Hier hilft Wardley Mapping dabei, blinde Flecken aufzudecken und diese Diskussionen im Team offen zu führen.

Wardley Maps zwingen uns, unbequeme Fragen zu stellen – und genau das ist ihr größter Wert. Sie helfen, knappe Ressourcen gezielt einzusetzen und Klarheit über technologische und organisatorische Entscheidungen zu schaffen.

Die Komplexität im Griff behalten – Wir brauchen eine Bewertungsgrundlage für Entscheidungen

Nachdem wir mit Wardley Mapping einen ersten Kompass gefunden haben, stellt sich die nächste zentrale Frage: Wie bewerten wir unsere Vorgehensweise in komplexen Automatisierungsvorhaben richtig?

“The most fundamental problem in software development is complexity.” — Bjarne Stroustrup

Die Antwort liegt in einem besseren Verständnis von Komplexität – denn sie ist der ständige Begleiter jeder Digitalisierung.

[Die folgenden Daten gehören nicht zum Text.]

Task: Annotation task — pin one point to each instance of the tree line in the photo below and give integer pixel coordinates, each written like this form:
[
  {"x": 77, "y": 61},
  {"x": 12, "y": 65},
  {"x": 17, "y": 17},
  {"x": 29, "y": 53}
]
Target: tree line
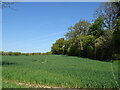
[
  {"x": 98, "y": 40},
  {"x": 19, "y": 53}
]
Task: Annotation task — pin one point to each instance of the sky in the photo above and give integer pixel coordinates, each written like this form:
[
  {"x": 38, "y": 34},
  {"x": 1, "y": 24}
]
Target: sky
[{"x": 35, "y": 26}]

Und zwar in zwei Spielarten - der essentiellen und der akzidentellen Komplexität:

  • Essentielle Komplexität ist die Komplexität, die dem eigentlichen Problem innewohnt. Sie gehört zur Domäne, zum Prozess oder zur Geschäftstätigkeit. Diese Komplexität können und sollen wir nicht wegrationalisieren – sie ist Teil der Wertschöpfung.
  • Akzidentelle Komplexität hingegen entsteht durch unsere Entscheidungen: durch zu ambitionierte Plattformstrategien, unnötige Individualentwicklung, technische Fehlgriffe oder Missverständnisse zwischen IT und Fachbereich.

complexity

Ein konkretes Beispiel: Beim Dienstreiseantrag aus meinem früheren Projekt war die essentielle Komplexität minimal. Es geht im Kern um ein simples Regelwerk: Wer darf wann, wohin, mit welchem Transportmittel reisen. Doch statt diesen Prozess pragmatisch und mit einer vorhandenen Lösung am Markt zu digitalisieren, hielten wir am bestehenden Ablauf fest – mit all den Sonderfällen, Genehmigungsschleifen und historischen Ausnahmen.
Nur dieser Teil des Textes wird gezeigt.